Ramp n' Roll
- Year: 1995
- Number of teams: 59
- Championship location: Epcot Center, Disney World

FIRST Championship Awards
- Chairman's Award winner: Team 151 "Purple Twister" - Lockheed Sanders and Nashua High School
- Gracious Professionalism Winner: Team 191 - "X-CATS"
- Champions: Team 100 - "The WildHats"

= Ramp 'n Roll =

1995 FIRST Robotics Competition game

Ramp n' Roll was the 1995 game for the FIRST Robotics Competition.

==Field==

The 1995 playing field

The playing field is a carpeted modified T-shaped area. The goal area is made up of three ramps and two slopes leading to a square platform. In each match, three teams compete to put their own balls over a field goal.

==Robots==
Each robot had to weigh no more than 70 lb and fit, unconstrained, inside a cylinder with a diameter of 36 in and a height of 30 in.
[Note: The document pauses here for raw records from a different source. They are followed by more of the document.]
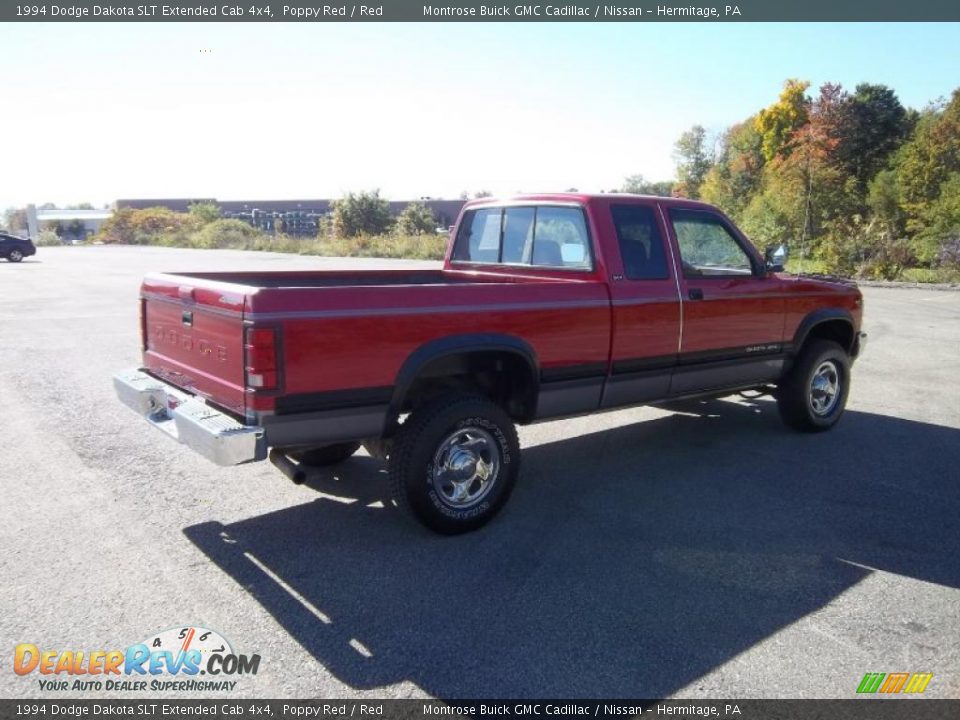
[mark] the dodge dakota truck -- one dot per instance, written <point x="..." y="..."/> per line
<point x="546" y="306"/>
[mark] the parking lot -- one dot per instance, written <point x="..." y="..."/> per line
<point x="698" y="551"/>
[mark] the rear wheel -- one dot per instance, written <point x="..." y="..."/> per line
<point x="328" y="455"/>
<point x="454" y="463"/>
<point x="813" y="396"/>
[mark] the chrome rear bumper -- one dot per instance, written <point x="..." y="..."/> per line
<point x="189" y="420"/>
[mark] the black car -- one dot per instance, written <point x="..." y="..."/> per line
<point x="15" y="248"/>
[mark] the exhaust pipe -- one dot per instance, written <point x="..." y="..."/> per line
<point x="288" y="467"/>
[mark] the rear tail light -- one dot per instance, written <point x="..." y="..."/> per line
<point x="143" y="324"/>
<point x="261" y="358"/>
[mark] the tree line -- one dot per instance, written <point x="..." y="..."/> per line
<point x="855" y="181"/>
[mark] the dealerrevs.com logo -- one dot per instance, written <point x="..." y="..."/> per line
<point x="187" y="659"/>
<point x="894" y="683"/>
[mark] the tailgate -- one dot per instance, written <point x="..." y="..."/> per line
<point x="194" y="338"/>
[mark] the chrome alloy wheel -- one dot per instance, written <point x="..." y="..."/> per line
<point x="825" y="388"/>
<point x="466" y="466"/>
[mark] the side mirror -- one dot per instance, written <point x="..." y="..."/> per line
<point x="775" y="257"/>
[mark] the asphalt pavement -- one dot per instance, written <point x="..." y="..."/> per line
<point x="703" y="550"/>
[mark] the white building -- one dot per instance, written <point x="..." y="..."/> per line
<point x="74" y="225"/>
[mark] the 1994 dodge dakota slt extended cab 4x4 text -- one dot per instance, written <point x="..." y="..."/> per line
<point x="546" y="306"/>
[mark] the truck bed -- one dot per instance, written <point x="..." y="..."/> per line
<point x="327" y="324"/>
<point x="362" y="278"/>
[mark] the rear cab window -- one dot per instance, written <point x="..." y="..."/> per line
<point x="640" y="241"/>
<point x="531" y="235"/>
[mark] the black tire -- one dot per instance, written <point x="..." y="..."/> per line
<point x="454" y="463"/>
<point x="328" y="455"/>
<point x="811" y="408"/>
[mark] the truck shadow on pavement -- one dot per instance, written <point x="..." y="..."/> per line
<point x="629" y="562"/>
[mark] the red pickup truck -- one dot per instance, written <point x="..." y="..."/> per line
<point x="546" y="306"/>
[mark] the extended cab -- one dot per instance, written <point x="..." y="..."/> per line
<point x="546" y="306"/>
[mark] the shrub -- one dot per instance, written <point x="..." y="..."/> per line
<point x="47" y="238"/>
<point x="225" y="233"/>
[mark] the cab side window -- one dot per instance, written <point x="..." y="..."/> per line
<point x="479" y="237"/>
<point x="539" y="235"/>
<point x="560" y="238"/>
<point x="641" y="245"/>
<point x="707" y="247"/>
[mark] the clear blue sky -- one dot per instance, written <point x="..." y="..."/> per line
<point x="94" y="112"/>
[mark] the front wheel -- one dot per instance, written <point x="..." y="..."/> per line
<point x="454" y="463"/>
<point x="814" y="393"/>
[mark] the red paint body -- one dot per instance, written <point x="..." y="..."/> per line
<point x="338" y="331"/>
The robots used two 12 volt Milwaukee drill motors, four Delco car seat motors, and two Textron pneumatic pumps which, through a customized remote control system, were powered by two 12 volt Milwaukee Drill batteries.

==Scoring==
Two points are scored to score a 24 in diameter ball over the goal and three points are awarded for passing a 30 in diameter ball through the field goal. In the case of a tie, the higher large ball in the goal area breaks the tie. If no balls are within the goal area, the large ball closest to the center of the top of the platform wins.